For those who wish to tinker with the source code:
Clone the Repo:
git clone <git clone https://github.com/kkacsh321/robotf-llm-token-estimator.git>
cd robotf-llm-token-estimator
# Install Dependencies:
pip install -r requirements.txt
Run the App:
streamlit run RoboTF_LLM_Token_Estimator.py
or using gotask
task run
Follow the Streamlit link to your web browser, or navigate to the provided local URL http://localhost:8505
This repo uses things such as precommit, task, and brew (for Mac)
Mac: Run the setup script (if on mac with brew already installed):
./scripts/setup.sh
Otherwise install the required Python packages:
pip install -r requirements.txt
This command installs all the necessary packages, including Streamlit, langchain components, etc.

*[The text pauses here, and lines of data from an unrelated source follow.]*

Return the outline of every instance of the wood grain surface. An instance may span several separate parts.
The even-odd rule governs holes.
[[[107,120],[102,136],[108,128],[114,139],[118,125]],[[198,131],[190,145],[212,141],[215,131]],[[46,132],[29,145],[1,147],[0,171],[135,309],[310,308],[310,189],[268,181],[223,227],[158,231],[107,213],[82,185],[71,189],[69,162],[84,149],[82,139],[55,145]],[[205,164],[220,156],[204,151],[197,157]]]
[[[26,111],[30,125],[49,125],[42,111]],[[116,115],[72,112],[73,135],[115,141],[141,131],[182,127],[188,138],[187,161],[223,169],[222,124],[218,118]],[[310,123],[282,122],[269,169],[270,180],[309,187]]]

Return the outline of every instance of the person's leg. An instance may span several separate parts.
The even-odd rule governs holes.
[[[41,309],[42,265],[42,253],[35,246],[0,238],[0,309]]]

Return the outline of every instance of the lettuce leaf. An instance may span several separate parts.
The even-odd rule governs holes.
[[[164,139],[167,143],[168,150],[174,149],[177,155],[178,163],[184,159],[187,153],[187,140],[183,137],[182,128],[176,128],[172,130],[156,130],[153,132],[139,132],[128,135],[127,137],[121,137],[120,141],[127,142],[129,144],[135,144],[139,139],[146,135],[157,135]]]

Running the App To run the app, navigate to the app's directory in your terminal and execute the following command:
with task:
task run
with docker:
task docker-load && task docker-run
with just plain streamlit
streamlit run RoboTF_LLM_Token_Estimator.py
If you need to access private Huggingface repos you will need to set the environment variable of HF_TOKEN
to your huggingface api key.
This can be done locally by doing:
export HF_TOKEN=<insert token>
In the docker compose file by replacing the HF_TOKEN
variable
Using docker by passing it at the docker run statement
docker run -e HF_TOKEN=<insert token> -p 8505:8505 robotf/robotf-llm-token-estimator
Feel free to fork this repository and submit pull requests. For major changes, please open an issue first to discuss what you would like to change.
Create a new branch
git checkout -b feature/your-cool-feature
# Make your changes.
# Commit your changes
git commit -m 'I added X or fixed Y'
# Push to the branch
git push origin feature/your-cool-feature
# Open a pull request and prepare to share your nightmare with the world.
This project is licensed under the MIT License - see the LICENSE file for details, but be warned: using this software may result in unintended issues.
Thanks to the Hugging Face community for providing a wide range of models and tokenizers.
Special thanks to the developers of the autotiktokenizer library for making it easy to work with different tokenizers.